El salto de longitud es uno de los eventos más antiguos del atletismo moderno, con raíces que se remontan a los Juegos Olímpicos de la antigua Grecia. Hoy, la disciplina es una síntesis perfecta entre la velocidad del sprint, la potencia de la batida y la conciencia corporal en el aire.
Todo comienza en la carrera de aproximación. El atleta debe alcanzar su velocidad máxima controlada en los últimos metros antes del tablón de batida, donde la transición de la carrera al salto ocurre en una fracción de segundo.
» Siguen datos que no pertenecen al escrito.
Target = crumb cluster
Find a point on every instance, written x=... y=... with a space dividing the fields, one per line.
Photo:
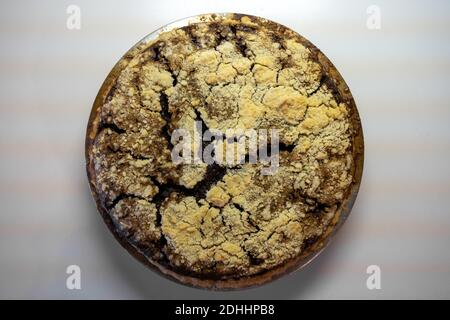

Una batida eficiente convierte la energía horizontal en vertical sin perder impulso: el pie contacta el tablón con la cadera alta y el centro de gravedad adelantado.
En el aire, el saltador puede adoptar distintas técnicas: el estilo natural, el paso o el sail y el hitch kick. Cada una tiene como objetivo mantener el equilibrio del cuerpo y preparar los pies para el aterrizaje. Un buen vuelo maximiza la distancia aprovechando la trayectoria parabólica del centro de masa.
El aterrizaje es donde muchos saltadores pierden centímetros valiosos. Los pies deben tocar el foso de arena lo más adelante posible, con las piernas extendidas y el cuerpo listo para caer hacia adelante o hacia los lados, nunca hacia atrás.
El atletismo argentino ha visto figuras destacadas en esta disciplina a lo largo de su historia, con actuaciones memorables en torneos sudamericanos y panamericanos. La combinación de velocidad y técnica sigue siendo la fórmula para alcanzar las marcas más altas.